Platform: Nintendo Switch
Also on: PC, PS4, Xbox One
Publisher: Headup Games
Parallel universes, friendly robots, Cold War Germany: there’s a lot going on in Trüberbrook. Unfortunately, it’s a pretty by-the-numbers point-and-click adventure, so you’re going to be spending at least as much time here picking up random items lying around as you will be uncovering the relatively interesting mystery that lies at the heart of this game.
It’s too bad, because Trüberbrook feels like it should be a really easy game to love. Not only does it look incredible, it was designed using a neat mix of computer and stop-motion animation. Like, it’s hard to watch this game’s design process at work and not come away both deeply impressed and readily inclined to like anything that results from it.
And all that care and attention shows up on the screen. You could pick pretty much any scene at random in Trüberbrook, and you’d be looking at a work of art. It’s clear that a lot of energy and thought went into creating this game’s world, and the end result is something that feels very lived-in and homey.
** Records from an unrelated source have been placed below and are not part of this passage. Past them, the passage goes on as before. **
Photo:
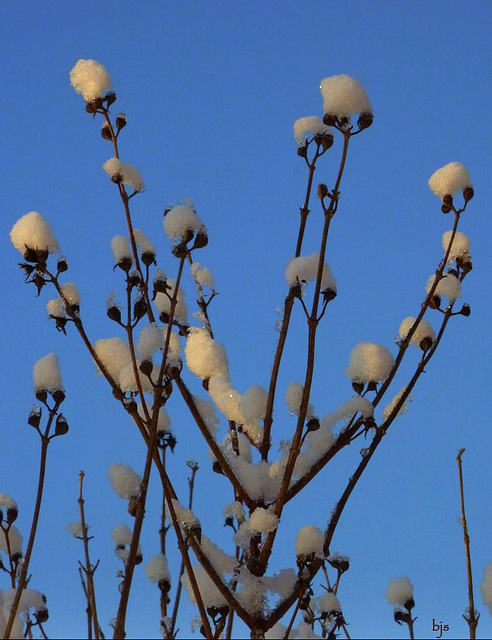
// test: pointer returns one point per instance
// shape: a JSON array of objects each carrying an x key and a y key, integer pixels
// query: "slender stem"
[
  {"x": 88, "y": 608},
  {"x": 471, "y": 617},
  {"x": 179, "y": 588},
  {"x": 89, "y": 568},
  {"x": 37, "y": 509},
  {"x": 119, "y": 629}
]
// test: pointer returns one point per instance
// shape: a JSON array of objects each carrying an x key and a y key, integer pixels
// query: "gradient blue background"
[{"x": 211, "y": 91}]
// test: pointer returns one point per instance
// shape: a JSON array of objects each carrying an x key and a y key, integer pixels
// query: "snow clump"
[
  {"x": 181, "y": 219},
  {"x": 47, "y": 374},
  {"x": 449, "y": 287},
  {"x": 460, "y": 246},
  {"x": 309, "y": 541},
  {"x": 399, "y": 591},
  {"x": 310, "y": 124},
  {"x": 369, "y": 362},
  {"x": 33, "y": 232},
  {"x": 124, "y": 172},
  {"x": 423, "y": 330},
  {"x": 449, "y": 179},
  {"x": 90, "y": 79},
  {"x": 125, "y": 481},
  {"x": 157, "y": 570},
  {"x": 343, "y": 95}
]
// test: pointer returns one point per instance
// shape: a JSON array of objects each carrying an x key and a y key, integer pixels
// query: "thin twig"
[{"x": 471, "y": 616}]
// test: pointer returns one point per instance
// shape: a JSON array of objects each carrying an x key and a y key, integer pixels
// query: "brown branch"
[
  {"x": 89, "y": 569},
  {"x": 471, "y": 616}
]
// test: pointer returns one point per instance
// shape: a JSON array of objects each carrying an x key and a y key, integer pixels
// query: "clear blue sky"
[{"x": 211, "y": 90}]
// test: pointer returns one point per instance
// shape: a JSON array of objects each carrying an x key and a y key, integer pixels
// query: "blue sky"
[{"x": 211, "y": 91}]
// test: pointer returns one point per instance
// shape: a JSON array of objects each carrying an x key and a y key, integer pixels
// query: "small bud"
[
  {"x": 62, "y": 264},
  {"x": 125, "y": 264},
  {"x": 106, "y": 131},
  {"x": 329, "y": 295},
  {"x": 121, "y": 121},
  {"x": 327, "y": 140},
  {"x": 435, "y": 302},
  {"x": 139, "y": 309},
  {"x": 42, "y": 395},
  {"x": 58, "y": 396},
  {"x": 426, "y": 343},
  {"x": 322, "y": 190},
  {"x": 201, "y": 240},
  {"x": 358, "y": 387},
  {"x": 146, "y": 367},
  {"x": 466, "y": 310},
  {"x": 312, "y": 425},
  {"x": 61, "y": 426},
  {"x": 110, "y": 98},
  {"x": 134, "y": 279},
  {"x": 365, "y": 120},
  {"x": 12, "y": 514},
  {"x": 132, "y": 506},
  {"x": 148, "y": 258},
  {"x": 34, "y": 418},
  {"x": 41, "y": 616},
  {"x": 329, "y": 119},
  {"x": 114, "y": 313}
]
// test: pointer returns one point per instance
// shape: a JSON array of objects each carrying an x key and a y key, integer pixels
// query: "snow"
[
  {"x": 90, "y": 79},
  {"x": 34, "y": 232},
  {"x": 369, "y": 362},
  {"x": 449, "y": 179},
  {"x": 399, "y": 591},
  {"x": 343, "y": 95},
  {"x": 47, "y": 374}
]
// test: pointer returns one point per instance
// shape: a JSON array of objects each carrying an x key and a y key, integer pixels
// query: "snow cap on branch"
[
  {"x": 124, "y": 172},
  {"x": 309, "y": 541},
  {"x": 403, "y": 409},
  {"x": 460, "y": 246},
  {"x": 293, "y": 398},
  {"x": 303, "y": 269},
  {"x": 47, "y": 374},
  {"x": 181, "y": 219},
  {"x": 163, "y": 303},
  {"x": 33, "y": 232},
  {"x": 263, "y": 520},
  {"x": 114, "y": 354},
  {"x": 253, "y": 403},
  {"x": 121, "y": 249},
  {"x": 15, "y": 541},
  {"x": 71, "y": 293},
  {"x": 204, "y": 356},
  {"x": 202, "y": 275},
  {"x": 310, "y": 124},
  {"x": 399, "y": 591},
  {"x": 157, "y": 570},
  {"x": 343, "y": 95},
  {"x": 423, "y": 330},
  {"x": 125, "y": 481},
  {"x": 90, "y": 79},
  {"x": 449, "y": 179},
  {"x": 369, "y": 362},
  {"x": 449, "y": 286}
]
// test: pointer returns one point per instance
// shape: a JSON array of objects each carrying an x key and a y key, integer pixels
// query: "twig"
[
  {"x": 472, "y": 616},
  {"x": 89, "y": 569}
]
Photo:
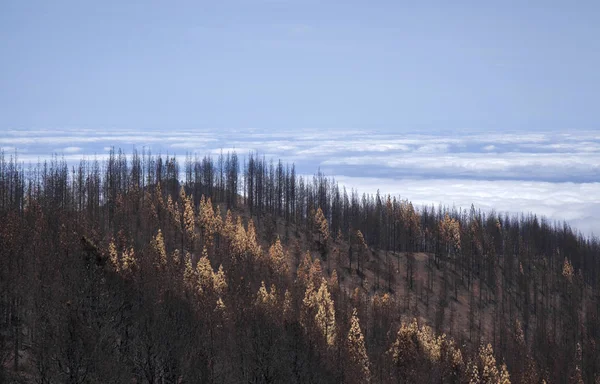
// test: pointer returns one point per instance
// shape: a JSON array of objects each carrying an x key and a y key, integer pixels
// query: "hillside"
[{"x": 124, "y": 272}]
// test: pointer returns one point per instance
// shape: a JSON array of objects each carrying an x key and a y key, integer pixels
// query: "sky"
[{"x": 451, "y": 102}]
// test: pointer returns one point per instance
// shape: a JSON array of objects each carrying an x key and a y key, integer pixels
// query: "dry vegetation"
[{"x": 123, "y": 273}]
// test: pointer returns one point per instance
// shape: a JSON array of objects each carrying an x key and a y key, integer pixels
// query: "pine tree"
[
  {"x": 322, "y": 228},
  {"x": 189, "y": 274},
  {"x": 205, "y": 273},
  {"x": 219, "y": 281},
  {"x": 287, "y": 305},
  {"x": 158, "y": 247},
  {"x": 113, "y": 256},
  {"x": 254, "y": 250},
  {"x": 489, "y": 373},
  {"x": 189, "y": 218},
  {"x": 176, "y": 257},
  {"x": 357, "y": 351},
  {"x": 325, "y": 317},
  {"x": 228, "y": 226},
  {"x": 504, "y": 376},
  {"x": 239, "y": 241},
  {"x": 265, "y": 299},
  {"x": 316, "y": 272},
  {"x": 277, "y": 258},
  {"x": 303, "y": 273},
  {"x": 128, "y": 260}
]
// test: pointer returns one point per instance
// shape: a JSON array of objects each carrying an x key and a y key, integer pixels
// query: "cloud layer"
[{"x": 554, "y": 173}]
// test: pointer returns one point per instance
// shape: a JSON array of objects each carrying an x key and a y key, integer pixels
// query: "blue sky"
[
  {"x": 491, "y": 103},
  {"x": 284, "y": 64}
]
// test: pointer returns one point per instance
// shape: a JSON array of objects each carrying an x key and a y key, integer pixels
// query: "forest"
[{"x": 146, "y": 268}]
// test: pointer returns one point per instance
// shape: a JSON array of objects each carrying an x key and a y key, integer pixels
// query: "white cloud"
[
  {"x": 72, "y": 149},
  {"x": 578, "y": 204}
]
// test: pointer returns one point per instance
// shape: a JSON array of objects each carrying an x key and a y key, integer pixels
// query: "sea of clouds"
[{"x": 555, "y": 174}]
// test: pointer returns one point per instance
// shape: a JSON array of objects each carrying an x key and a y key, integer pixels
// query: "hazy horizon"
[{"x": 494, "y": 105}]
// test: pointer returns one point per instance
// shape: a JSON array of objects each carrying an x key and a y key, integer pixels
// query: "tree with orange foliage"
[{"x": 359, "y": 367}]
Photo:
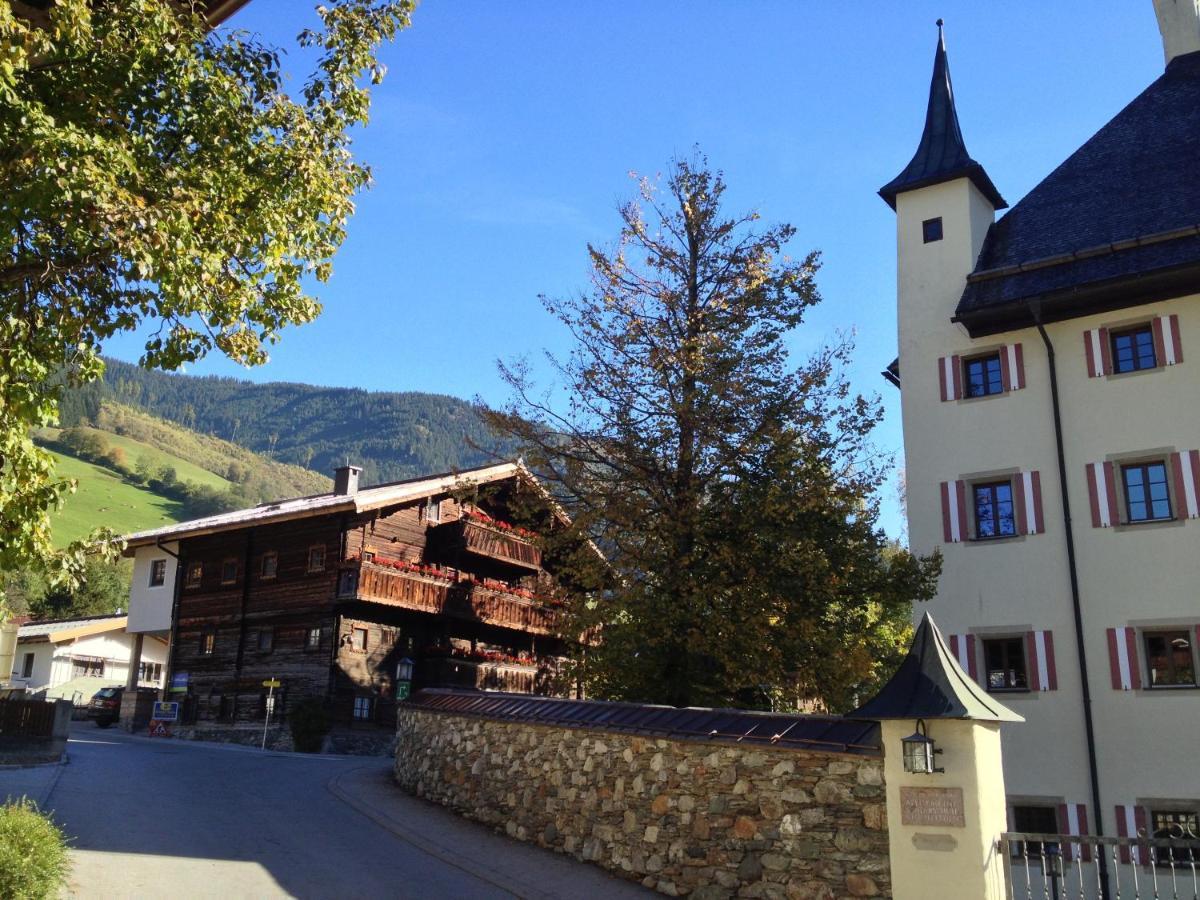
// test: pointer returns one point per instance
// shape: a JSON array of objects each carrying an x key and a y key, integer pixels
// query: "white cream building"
[
  {"x": 81, "y": 655},
  {"x": 1050, "y": 370}
]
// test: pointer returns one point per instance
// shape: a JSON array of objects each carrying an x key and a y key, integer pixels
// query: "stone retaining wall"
[{"x": 711, "y": 820}]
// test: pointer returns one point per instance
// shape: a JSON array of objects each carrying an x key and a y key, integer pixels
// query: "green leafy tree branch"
[{"x": 157, "y": 174}]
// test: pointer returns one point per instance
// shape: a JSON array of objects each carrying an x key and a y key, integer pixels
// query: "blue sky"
[{"x": 502, "y": 139}]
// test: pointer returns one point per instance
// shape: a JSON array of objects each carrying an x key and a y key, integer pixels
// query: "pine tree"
[{"x": 733, "y": 491}]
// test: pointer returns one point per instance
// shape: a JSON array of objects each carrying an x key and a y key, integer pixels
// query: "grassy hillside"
[
  {"x": 393, "y": 435},
  {"x": 137, "y": 472},
  {"x": 105, "y": 499},
  {"x": 157, "y": 459},
  {"x": 207, "y": 454}
]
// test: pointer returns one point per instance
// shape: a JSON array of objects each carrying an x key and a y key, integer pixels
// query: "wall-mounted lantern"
[{"x": 919, "y": 751}]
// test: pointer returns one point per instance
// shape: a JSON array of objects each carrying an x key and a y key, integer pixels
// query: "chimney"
[
  {"x": 346, "y": 480},
  {"x": 1180, "y": 23}
]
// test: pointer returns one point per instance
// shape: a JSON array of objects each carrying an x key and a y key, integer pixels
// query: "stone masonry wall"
[{"x": 711, "y": 820}]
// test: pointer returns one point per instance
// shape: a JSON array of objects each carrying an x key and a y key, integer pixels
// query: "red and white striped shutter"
[
  {"x": 1099, "y": 354},
  {"x": 1029, "y": 503},
  {"x": 963, "y": 647},
  {"x": 1073, "y": 820},
  {"x": 1168, "y": 348},
  {"x": 1186, "y": 467},
  {"x": 1039, "y": 652},
  {"x": 1102, "y": 492},
  {"x": 949, "y": 377},
  {"x": 1012, "y": 367},
  {"x": 1131, "y": 823},
  {"x": 954, "y": 511},
  {"x": 1123, "y": 659}
]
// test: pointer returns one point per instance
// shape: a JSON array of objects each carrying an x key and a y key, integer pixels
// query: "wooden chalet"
[{"x": 329, "y": 593}]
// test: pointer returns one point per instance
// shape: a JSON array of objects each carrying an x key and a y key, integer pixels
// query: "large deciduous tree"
[
  {"x": 735, "y": 491},
  {"x": 157, "y": 173}
]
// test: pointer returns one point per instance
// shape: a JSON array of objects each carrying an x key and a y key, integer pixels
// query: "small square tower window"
[
  {"x": 1147, "y": 497},
  {"x": 995, "y": 513},
  {"x": 1134, "y": 349},
  {"x": 984, "y": 376},
  {"x": 1005, "y": 659}
]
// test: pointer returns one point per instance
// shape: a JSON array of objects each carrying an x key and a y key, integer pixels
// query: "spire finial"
[{"x": 941, "y": 155}]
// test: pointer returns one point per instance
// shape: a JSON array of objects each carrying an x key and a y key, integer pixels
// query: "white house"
[
  {"x": 1049, "y": 363},
  {"x": 81, "y": 655}
]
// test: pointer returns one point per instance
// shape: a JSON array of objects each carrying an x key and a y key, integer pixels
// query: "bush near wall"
[
  {"x": 33, "y": 852},
  {"x": 709, "y": 820}
]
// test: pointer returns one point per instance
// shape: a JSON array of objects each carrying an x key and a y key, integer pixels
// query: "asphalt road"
[{"x": 151, "y": 819}]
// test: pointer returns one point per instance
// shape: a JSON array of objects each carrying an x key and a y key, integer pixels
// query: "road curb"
[{"x": 336, "y": 787}]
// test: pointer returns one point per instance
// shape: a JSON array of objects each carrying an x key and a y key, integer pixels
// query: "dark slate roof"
[
  {"x": 931, "y": 684},
  {"x": 941, "y": 155},
  {"x": 893, "y": 372},
  {"x": 1116, "y": 225},
  {"x": 742, "y": 726}
]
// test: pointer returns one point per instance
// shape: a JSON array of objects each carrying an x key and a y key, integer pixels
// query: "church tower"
[{"x": 945, "y": 205}]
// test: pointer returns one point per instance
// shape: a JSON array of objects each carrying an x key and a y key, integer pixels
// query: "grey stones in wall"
[{"x": 707, "y": 820}]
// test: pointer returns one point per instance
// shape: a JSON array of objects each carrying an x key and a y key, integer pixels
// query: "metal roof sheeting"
[
  {"x": 365, "y": 499},
  {"x": 931, "y": 684},
  {"x": 792, "y": 732}
]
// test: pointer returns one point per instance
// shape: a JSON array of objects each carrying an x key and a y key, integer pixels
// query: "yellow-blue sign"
[{"x": 166, "y": 712}]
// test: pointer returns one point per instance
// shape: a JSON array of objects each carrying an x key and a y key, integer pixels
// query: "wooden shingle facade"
[{"x": 329, "y": 594}]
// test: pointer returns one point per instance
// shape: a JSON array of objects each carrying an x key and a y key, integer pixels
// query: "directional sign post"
[{"x": 270, "y": 684}]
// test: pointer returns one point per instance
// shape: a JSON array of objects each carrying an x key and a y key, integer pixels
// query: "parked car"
[{"x": 106, "y": 706}]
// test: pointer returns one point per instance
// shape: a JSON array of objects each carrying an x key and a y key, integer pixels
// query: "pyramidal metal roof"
[
  {"x": 941, "y": 155},
  {"x": 931, "y": 684}
]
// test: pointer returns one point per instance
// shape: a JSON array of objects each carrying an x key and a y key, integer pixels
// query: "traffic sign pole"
[{"x": 271, "y": 684}]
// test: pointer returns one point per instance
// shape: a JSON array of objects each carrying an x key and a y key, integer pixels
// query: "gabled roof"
[
  {"x": 1116, "y": 225},
  {"x": 931, "y": 684},
  {"x": 941, "y": 155},
  {"x": 364, "y": 501},
  {"x": 70, "y": 629}
]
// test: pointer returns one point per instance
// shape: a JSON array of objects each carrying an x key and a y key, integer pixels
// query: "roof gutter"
[
  {"x": 1035, "y": 311},
  {"x": 1083, "y": 300}
]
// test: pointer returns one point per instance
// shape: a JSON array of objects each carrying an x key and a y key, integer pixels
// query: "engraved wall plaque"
[{"x": 931, "y": 807}]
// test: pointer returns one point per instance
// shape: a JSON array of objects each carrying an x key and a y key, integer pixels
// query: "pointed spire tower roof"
[
  {"x": 941, "y": 155},
  {"x": 931, "y": 684}
]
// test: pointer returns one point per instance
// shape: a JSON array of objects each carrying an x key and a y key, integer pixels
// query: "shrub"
[
  {"x": 33, "y": 852},
  {"x": 309, "y": 721}
]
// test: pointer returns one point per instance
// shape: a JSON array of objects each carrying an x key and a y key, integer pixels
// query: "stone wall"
[{"x": 711, "y": 820}]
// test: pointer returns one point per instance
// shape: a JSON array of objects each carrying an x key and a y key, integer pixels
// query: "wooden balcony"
[
  {"x": 455, "y": 672},
  {"x": 377, "y": 583},
  {"x": 484, "y": 540}
]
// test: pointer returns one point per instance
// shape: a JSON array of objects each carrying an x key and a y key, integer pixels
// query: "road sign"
[
  {"x": 166, "y": 712},
  {"x": 270, "y": 684}
]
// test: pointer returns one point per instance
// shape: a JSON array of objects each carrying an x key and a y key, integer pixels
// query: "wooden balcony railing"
[
  {"x": 454, "y": 672},
  {"x": 486, "y": 541},
  {"x": 462, "y": 600}
]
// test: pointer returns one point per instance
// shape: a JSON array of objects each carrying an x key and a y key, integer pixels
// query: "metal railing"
[{"x": 1067, "y": 867}]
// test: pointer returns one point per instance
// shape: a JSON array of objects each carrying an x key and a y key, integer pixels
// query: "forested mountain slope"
[{"x": 391, "y": 435}]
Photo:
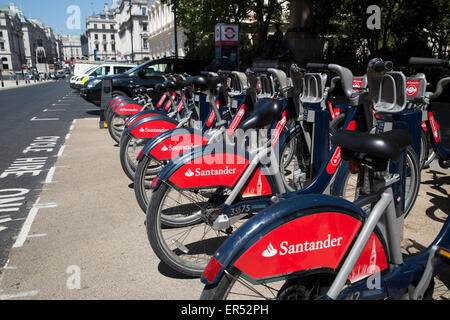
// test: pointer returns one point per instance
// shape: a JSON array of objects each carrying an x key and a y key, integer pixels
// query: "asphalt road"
[{"x": 34, "y": 122}]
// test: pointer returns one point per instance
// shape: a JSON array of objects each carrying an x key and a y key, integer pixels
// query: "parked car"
[
  {"x": 147, "y": 75},
  {"x": 76, "y": 77},
  {"x": 103, "y": 70}
]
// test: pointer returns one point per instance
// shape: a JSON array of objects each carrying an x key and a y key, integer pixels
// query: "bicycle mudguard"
[
  {"x": 301, "y": 234},
  {"x": 172, "y": 143},
  {"x": 214, "y": 165},
  {"x": 150, "y": 127},
  {"x": 142, "y": 115},
  {"x": 128, "y": 109}
]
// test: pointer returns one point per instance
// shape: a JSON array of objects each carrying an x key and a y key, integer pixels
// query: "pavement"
[
  {"x": 11, "y": 84},
  {"x": 87, "y": 239}
]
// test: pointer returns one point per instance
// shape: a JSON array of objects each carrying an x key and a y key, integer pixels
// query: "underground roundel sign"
[{"x": 227, "y": 34}]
This carries over to the story. There’s an intriguing sci-fi mystery at the heart of Trüberbrook that, as I said, involves alternate universes and Cold War Germany. As the history of the eponymous town reveals itself, it becomes very clear that the makers of this game put just as much thought into the town’s past as they did into it’s creation. Again, you want to love Trüberbrook because it’s so very clear that its creators did.
The problem is, all those loving details are buried beneath gameplay that’s generic at the best of times, painstakingly dull at worst. I know that it’s difficult for point-and-click adventures to stand out, but — perhaps because the rest of it is so exceptional — it still feels like a huge disappointment every time you get sidetracked from the story because it’s time to solve another long, convoluted puzzle, that requires your character to slowly walk over here, find item X, then slowly walk somewhere else, and find Y, and then walk to a third location, where the items combine to form Z, which gets you another couple of steps ahead. Repeat that for around six hours, and you can see why no amount of attention to detail or incredible effort can make up for lacklustre gameplay.
But it feels almost insulting to say that. There aren’t many games that look as cared for as Trüberbrook, and it would be so nice if you could embrace the game in a way that feels like it justifies the incredible amount of hours that must have gone into it. The unfortunate fact, however, is that this game may have been better served if even a little of the innovation that went into making it had shown up on the gameplay side.
Headup Games provided us with a Trüberbrook Switch code for review purposes.